Wir möchten an das Referat Max Benses anschließen und sogleich zwei Einschränkungen machen. So trifft unserer Meinung wenigstens für die Ausstellung der Ölkreidezeichnungen der Hinweis auf den Zeichner Paul Klee kaum zu. Stattdessen scheint uns ein weiterer Hinweis angebracht nämlich auf das Problem der Farbe, wie es sich für Kandinsky ja neben dem Problem der Form stellte.
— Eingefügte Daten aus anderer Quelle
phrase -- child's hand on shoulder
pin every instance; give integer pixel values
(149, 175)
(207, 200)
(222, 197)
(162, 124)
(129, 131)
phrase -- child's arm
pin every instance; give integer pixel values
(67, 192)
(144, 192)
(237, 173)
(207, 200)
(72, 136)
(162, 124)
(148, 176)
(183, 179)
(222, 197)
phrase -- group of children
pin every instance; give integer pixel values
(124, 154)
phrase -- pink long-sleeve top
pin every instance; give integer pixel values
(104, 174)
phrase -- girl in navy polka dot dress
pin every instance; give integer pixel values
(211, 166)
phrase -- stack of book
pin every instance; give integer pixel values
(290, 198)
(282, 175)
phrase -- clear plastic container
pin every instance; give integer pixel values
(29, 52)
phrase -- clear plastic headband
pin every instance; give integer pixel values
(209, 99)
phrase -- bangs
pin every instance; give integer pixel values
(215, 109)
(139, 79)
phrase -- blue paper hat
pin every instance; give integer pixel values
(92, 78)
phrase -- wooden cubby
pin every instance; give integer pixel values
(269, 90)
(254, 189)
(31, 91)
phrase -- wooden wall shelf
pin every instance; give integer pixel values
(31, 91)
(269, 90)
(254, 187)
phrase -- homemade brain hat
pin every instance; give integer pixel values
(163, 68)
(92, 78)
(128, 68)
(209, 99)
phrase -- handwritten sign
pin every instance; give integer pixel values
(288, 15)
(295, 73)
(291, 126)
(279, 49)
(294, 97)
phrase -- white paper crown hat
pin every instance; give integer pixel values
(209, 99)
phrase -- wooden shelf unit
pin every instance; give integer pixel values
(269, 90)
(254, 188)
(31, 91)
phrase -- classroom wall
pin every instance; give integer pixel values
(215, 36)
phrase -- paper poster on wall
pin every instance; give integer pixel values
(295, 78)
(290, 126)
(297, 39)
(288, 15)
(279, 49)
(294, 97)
Unsere zweite Einschränkung betrifft den von Max Bense konstatierten Willen Hans Dahlems zum Schönen. Wer die Bilder in den Ausstellungsräumen aufmerksam betrachtet, wird sogleich übersehen, daß das Schöne, die schönen Farben, die schöne Farbkomposition ebenso in der Absicht Hans Dahlems liegen wie ihre sofortige (Zer)Störung.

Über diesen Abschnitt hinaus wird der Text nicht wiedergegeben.